With a standalone Exa MCP server, the agents and LLMs can only access a fixed set of Exa tools tied to that server. However, with the Composio Tool Router, agents can dynamically load tools from Exa and many other apps based on the task at hand, all through a single MCP endpoint.

### Can I use Tool Router MCP with Autogen?

Yes, you can. Autogen fully supports MCP integration. You get structured tool calling, message history handling, and model orchestration while Tool Router takes care of discovering and serving the right Exa tools.

### Can I manage the permissions and scopes for Exa while using Tool Router?
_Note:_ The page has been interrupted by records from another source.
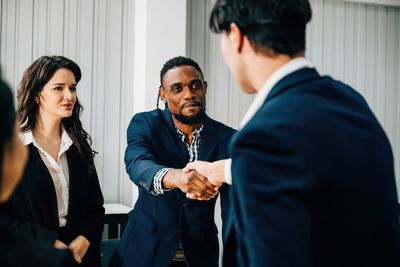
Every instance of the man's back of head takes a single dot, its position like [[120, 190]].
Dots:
[[270, 25]]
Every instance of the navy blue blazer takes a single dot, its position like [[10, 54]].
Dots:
[[313, 181], [157, 224]]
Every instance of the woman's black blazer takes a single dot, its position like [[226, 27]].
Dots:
[[32, 210]]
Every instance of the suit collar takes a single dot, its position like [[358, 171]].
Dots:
[[293, 79], [274, 79]]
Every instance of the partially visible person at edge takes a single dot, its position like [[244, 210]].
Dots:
[[59, 200], [165, 228], [16, 250], [312, 169]]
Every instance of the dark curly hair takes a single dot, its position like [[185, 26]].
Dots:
[[7, 121], [34, 79]]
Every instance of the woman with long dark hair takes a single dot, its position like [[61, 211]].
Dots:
[[14, 249], [59, 200]]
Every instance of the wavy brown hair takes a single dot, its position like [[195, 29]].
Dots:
[[34, 79]]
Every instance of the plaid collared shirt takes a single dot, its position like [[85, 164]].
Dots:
[[193, 150]]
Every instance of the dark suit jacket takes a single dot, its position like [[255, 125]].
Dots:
[[17, 251], [32, 211], [158, 223], [313, 181]]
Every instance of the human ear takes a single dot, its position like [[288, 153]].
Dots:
[[236, 37]]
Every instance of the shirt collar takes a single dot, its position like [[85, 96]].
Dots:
[[279, 74], [196, 133], [66, 141]]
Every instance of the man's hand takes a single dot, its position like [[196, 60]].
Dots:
[[214, 171], [190, 182], [60, 245], [79, 247]]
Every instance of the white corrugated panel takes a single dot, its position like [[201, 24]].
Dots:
[[356, 41]]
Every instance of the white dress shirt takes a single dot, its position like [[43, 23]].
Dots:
[[279, 74], [58, 169]]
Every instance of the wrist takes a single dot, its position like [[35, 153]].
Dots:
[[168, 181]]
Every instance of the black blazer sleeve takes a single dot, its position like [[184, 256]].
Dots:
[[93, 217]]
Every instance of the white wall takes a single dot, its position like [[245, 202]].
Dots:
[[120, 46], [354, 42], [98, 35]]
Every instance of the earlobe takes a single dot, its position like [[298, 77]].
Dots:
[[161, 94], [236, 37]]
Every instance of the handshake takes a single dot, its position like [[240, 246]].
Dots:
[[200, 180]]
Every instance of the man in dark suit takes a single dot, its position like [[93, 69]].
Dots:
[[165, 228], [312, 169]]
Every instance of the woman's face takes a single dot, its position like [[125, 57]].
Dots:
[[14, 159], [58, 97]]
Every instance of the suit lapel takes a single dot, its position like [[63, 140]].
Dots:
[[208, 141], [75, 179], [45, 183]]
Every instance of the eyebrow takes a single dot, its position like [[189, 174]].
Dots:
[[191, 82], [74, 84]]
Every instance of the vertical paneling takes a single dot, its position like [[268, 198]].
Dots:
[[127, 80], [365, 55], [98, 35], [112, 95], [355, 42], [225, 102]]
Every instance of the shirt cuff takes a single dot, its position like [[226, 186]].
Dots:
[[157, 182], [227, 171]]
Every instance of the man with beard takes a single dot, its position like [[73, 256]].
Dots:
[[165, 228]]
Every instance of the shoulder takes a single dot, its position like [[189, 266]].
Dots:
[[220, 128], [148, 117]]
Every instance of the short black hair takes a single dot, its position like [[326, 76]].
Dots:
[[277, 25], [7, 111], [177, 62]]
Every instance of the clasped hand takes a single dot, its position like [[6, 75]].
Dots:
[[78, 246], [190, 182]]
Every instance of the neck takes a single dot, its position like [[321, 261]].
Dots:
[[47, 128], [186, 129], [260, 68]]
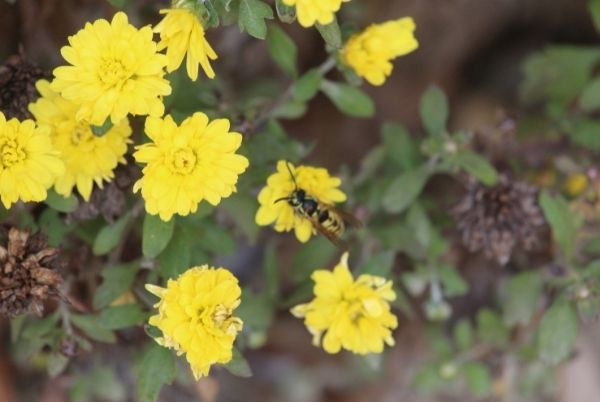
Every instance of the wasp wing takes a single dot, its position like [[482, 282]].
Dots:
[[346, 216], [329, 234]]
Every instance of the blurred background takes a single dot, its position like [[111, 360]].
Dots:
[[474, 50]]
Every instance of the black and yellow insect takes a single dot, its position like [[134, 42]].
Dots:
[[325, 218]]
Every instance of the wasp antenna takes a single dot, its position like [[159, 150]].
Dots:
[[287, 164]]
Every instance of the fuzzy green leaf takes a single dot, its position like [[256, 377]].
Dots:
[[557, 332], [522, 293], [348, 99], [434, 110], [477, 166], [156, 235], [156, 369], [252, 15]]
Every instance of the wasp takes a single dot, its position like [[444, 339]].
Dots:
[[325, 218]]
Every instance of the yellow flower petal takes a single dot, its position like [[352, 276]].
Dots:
[[370, 52], [353, 315], [206, 328]]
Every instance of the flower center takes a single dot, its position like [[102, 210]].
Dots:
[[11, 154], [222, 319], [112, 72], [81, 134], [182, 161]]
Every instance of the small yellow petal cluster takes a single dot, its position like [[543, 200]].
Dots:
[[182, 32], [29, 164], [315, 181], [187, 164], [310, 12], [354, 315], [88, 158], [195, 316], [115, 71], [370, 52]]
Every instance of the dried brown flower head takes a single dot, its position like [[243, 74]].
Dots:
[[27, 277], [496, 219], [17, 86], [109, 201]]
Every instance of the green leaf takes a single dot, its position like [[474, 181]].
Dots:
[[594, 8], [348, 99], [477, 166], [404, 190], [590, 97], [308, 85], [418, 222], [271, 271], [256, 311], [283, 50], [479, 379], [331, 34], [116, 281], [93, 328], [252, 15], [454, 284], [217, 240], [586, 133], [562, 221], [60, 203], [156, 369], [463, 334], [238, 366], [156, 235], [121, 4], [434, 110], [558, 73], [490, 328], [285, 13], [521, 297], [557, 332], [292, 109], [380, 264], [54, 227], [123, 316], [110, 235]]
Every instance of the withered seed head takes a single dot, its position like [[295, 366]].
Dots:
[[496, 219], [17, 86], [27, 277]]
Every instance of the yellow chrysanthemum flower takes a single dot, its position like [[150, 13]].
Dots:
[[370, 52], [182, 32], [195, 316], [29, 164], [88, 158], [354, 315], [115, 70], [315, 181], [310, 12], [187, 164]]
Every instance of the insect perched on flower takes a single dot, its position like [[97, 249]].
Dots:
[[311, 203]]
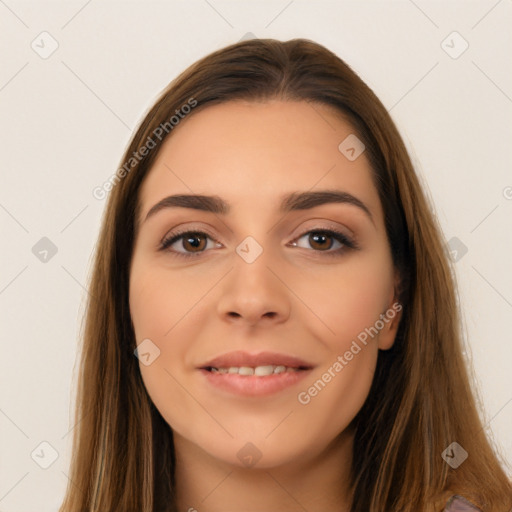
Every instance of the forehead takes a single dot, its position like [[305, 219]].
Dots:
[[251, 153]]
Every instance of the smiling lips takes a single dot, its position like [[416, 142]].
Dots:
[[255, 374]]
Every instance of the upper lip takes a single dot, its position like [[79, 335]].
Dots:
[[240, 358]]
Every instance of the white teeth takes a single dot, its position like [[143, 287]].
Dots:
[[259, 371], [264, 370]]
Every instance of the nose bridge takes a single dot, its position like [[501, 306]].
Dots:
[[252, 290]]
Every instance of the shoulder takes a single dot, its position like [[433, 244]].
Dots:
[[460, 504]]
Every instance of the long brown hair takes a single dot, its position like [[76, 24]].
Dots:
[[421, 399]]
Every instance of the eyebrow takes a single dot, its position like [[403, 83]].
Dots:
[[294, 201]]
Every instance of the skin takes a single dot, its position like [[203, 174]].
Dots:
[[193, 309]]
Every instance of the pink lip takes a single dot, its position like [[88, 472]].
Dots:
[[251, 385], [240, 358]]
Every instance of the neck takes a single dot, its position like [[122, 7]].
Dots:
[[319, 483]]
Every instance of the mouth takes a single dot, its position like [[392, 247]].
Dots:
[[258, 371], [262, 374]]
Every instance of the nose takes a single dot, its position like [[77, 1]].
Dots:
[[254, 294]]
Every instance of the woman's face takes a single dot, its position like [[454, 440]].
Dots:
[[260, 282]]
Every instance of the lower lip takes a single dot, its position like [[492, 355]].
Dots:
[[250, 385]]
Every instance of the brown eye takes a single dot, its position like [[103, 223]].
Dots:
[[325, 240], [320, 241], [187, 243]]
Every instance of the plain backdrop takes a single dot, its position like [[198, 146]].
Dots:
[[441, 68]]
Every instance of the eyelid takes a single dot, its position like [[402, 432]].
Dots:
[[348, 241]]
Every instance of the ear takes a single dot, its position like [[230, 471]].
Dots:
[[390, 317]]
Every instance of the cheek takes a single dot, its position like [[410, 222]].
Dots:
[[344, 303]]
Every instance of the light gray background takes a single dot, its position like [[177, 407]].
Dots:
[[66, 120]]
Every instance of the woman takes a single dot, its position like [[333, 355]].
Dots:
[[273, 322]]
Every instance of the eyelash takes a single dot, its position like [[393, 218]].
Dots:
[[340, 237]]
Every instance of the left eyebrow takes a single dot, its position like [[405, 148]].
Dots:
[[291, 202]]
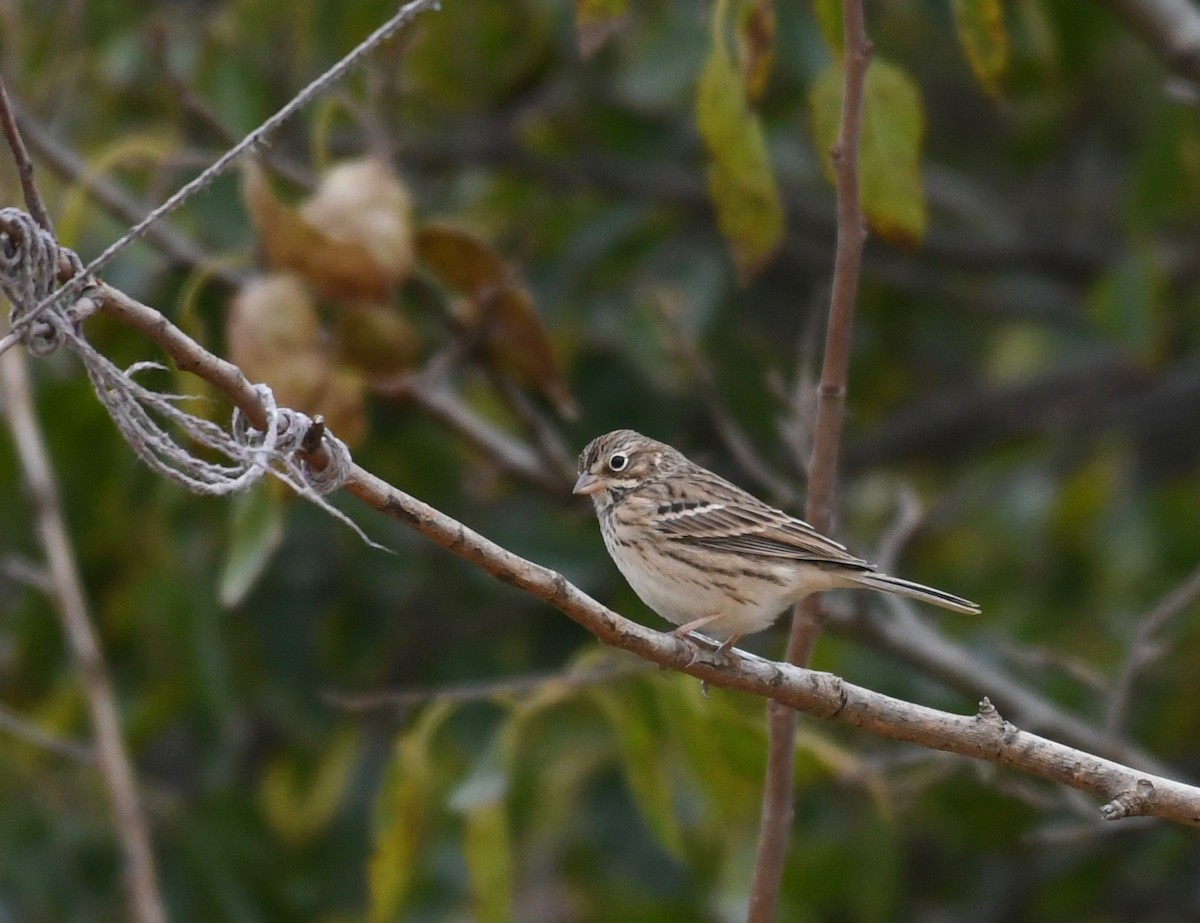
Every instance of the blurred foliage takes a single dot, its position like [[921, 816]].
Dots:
[[1025, 360]]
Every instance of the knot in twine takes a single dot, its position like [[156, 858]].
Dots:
[[29, 264], [29, 276]]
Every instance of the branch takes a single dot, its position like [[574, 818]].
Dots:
[[66, 588], [1144, 649], [72, 610], [983, 737], [775, 825], [1170, 27]]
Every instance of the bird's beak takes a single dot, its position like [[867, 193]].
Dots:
[[588, 483]]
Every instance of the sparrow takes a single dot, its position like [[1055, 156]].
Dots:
[[707, 555]]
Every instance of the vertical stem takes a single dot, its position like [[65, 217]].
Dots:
[[66, 588], [67, 593], [775, 823]]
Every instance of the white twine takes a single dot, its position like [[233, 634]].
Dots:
[[257, 139], [29, 280]]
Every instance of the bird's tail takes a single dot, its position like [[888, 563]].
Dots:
[[916, 591]]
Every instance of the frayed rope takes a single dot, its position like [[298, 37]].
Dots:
[[29, 267]]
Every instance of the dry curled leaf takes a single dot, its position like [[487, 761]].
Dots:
[[497, 309], [274, 336], [597, 22], [352, 239], [375, 339]]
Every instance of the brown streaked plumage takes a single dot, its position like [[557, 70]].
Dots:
[[705, 553]]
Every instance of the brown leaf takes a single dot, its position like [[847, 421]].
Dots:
[[756, 46], [499, 310], [597, 22], [353, 239]]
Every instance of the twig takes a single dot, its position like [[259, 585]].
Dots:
[[912, 641], [775, 823], [403, 699], [984, 736], [820, 694], [24, 165], [72, 609], [22, 570], [441, 403], [180, 251], [739, 445], [66, 589], [1144, 649], [257, 138]]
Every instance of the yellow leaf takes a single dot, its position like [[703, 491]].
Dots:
[[741, 180], [487, 844], [889, 148], [353, 239], [984, 39], [402, 816], [597, 22], [375, 339], [648, 762], [274, 336]]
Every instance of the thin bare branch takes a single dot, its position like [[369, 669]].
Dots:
[[24, 165], [984, 737], [730, 431], [67, 592], [1145, 648], [775, 825]]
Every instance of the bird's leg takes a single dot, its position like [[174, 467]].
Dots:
[[687, 628]]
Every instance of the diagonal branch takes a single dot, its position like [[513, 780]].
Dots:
[[984, 736], [85, 651]]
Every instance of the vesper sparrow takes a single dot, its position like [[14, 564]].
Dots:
[[706, 555]]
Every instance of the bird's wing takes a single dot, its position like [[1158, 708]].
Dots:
[[750, 528]]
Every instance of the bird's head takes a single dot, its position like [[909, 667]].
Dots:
[[619, 461]]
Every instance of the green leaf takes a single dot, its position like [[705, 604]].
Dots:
[[741, 180], [597, 22], [1126, 304], [487, 845], [889, 147], [828, 13], [298, 811], [402, 815], [256, 529], [647, 759], [984, 39]]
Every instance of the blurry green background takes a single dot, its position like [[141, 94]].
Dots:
[[1024, 364]]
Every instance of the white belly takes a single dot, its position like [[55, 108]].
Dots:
[[743, 605]]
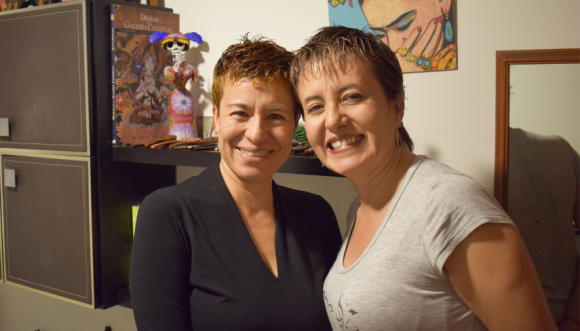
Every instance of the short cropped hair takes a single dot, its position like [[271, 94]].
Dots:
[[339, 45], [258, 59]]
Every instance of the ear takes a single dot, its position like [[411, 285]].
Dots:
[[216, 115], [400, 106], [445, 6]]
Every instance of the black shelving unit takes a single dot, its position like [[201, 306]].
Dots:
[[303, 165]]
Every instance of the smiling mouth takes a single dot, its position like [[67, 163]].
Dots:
[[344, 142], [250, 153]]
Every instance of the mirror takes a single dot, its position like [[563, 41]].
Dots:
[[510, 63], [537, 166]]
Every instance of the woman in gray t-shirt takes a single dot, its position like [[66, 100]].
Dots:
[[426, 248]]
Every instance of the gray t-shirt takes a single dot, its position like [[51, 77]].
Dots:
[[398, 282], [544, 176]]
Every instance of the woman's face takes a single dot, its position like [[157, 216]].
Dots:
[[349, 121], [408, 24], [255, 126]]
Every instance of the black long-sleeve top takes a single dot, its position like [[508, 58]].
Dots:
[[194, 265]]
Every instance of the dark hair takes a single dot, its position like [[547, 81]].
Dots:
[[339, 44], [258, 59]]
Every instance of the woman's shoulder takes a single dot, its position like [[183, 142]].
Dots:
[[298, 196], [440, 184], [440, 176]]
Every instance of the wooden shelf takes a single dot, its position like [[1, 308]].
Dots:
[[304, 165]]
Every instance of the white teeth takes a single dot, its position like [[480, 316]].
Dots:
[[345, 142], [249, 153]]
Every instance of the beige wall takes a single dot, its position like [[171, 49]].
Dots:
[[450, 115]]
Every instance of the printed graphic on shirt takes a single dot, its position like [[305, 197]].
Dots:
[[343, 318]]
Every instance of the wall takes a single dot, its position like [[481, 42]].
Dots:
[[450, 115]]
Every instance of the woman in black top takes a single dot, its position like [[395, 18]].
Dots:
[[229, 249]]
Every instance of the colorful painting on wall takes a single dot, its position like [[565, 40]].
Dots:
[[140, 89], [423, 33]]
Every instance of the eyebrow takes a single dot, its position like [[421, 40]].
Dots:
[[342, 89], [241, 105], [237, 105]]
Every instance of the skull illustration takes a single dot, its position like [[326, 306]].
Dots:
[[177, 49]]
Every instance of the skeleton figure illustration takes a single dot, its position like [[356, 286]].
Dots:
[[181, 122], [149, 94]]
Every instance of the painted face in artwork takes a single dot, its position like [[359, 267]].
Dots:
[[350, 122], [415, 30], [149, 64], [255, 126]]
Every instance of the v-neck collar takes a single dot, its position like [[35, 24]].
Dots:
[[240, 227], [340, 259]]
Yes, absolutely. You can configure which Exa scopes and actions are allowed when connecting your account to Composio. You can also bring your own OAuth credentials or API configuration so you keep full control over what the agent can do.

### How safe is my data with Composio Tool Router?

All sensitive data such as tokens, keys, and configuration is fully encrypted at rest and in transit. Composio is SOC 2 Type 2 compliant and follows strict security practices so your Exa data and credentials are handled as safely as possible.